Economical debate - minimum wage

Day 2,991, 02:48 Published in Australia Australia by Damian Gaby

As I promised earlier, I've decided to put forward to the taxpayers (and tax dodgers) a proposal to make changes to the Work Tax system.

First, a small explanation on how the system works. You are being paid a salary, let's say 100cc for ease of calculation. Off these 100cc, a percentage of it, called a Work Tax, goes in the country's coffers. Our work tax is currently set at 3%. Therefore, the employer pays 100cc, the employee gets 97cc and 3 cc goes to the state. All nice and good.

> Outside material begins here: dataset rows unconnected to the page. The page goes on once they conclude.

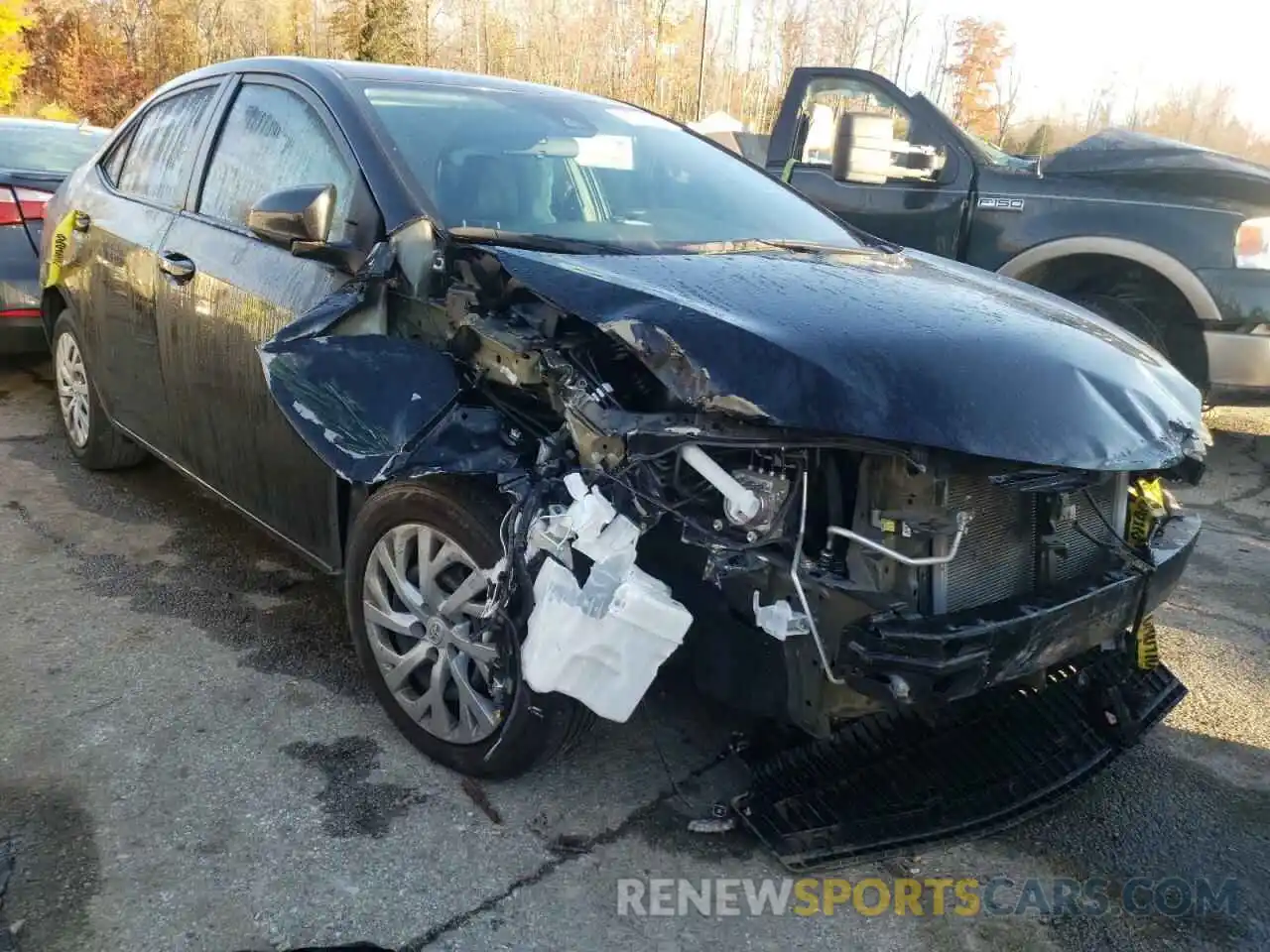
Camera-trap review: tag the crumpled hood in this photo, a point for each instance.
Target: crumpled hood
(1123, 154)
(896, 347)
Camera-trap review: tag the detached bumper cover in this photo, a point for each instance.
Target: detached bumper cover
(894, 780)
(953, 656)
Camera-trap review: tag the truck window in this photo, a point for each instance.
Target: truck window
(828, 99)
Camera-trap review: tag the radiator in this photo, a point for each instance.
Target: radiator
(1000, 555)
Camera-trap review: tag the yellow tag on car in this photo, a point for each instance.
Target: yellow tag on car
(62, 243)
(1146, 506)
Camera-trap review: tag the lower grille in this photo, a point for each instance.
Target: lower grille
(897, 780)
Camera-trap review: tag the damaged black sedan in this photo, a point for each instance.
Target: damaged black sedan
(563, 390)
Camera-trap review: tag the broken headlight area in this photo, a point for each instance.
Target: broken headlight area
(806, 576)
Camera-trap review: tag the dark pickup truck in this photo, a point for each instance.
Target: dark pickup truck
(1167, 240)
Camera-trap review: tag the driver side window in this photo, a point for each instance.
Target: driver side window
(828, 99)
(273, 140)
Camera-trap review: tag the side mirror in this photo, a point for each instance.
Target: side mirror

Now, as always, there are people dodging the system. The way they do this is they pay the minimum salary, currently 1cc, and the rest of the 99cc is paid by a direct donation to the account of the worker. Work Tax is therefore paid only on the 1cc, meaning the state receives 0.03cc for every work unit. The employee also benefits, as he now received the 99cc through the donation along with the 0.97cc that he takes as a normal salary, therefore getting 99.97cc instead of 97cc. Employee profits of course, state loses.

Now, there are two leavers we can pull to increase collection on the taxes: we can increase the Work Tax or we can increase the minimum salary. Let's look at each one individually.

Increasing the Work Tax - currently at 3% to say 5%. On a normal 100cc salary, this would mean that the employer still pays 100cc, but the employee takes only 95cc, with 5cc going to the state's coffers. On the lower end of the scale, the tax dodgers would now take 99.95cc instead of 99.97cc. The state's revenues would increase of course, but the biggest contribution would be made by the people who are receiving normal salaries, not by the tax dodgers.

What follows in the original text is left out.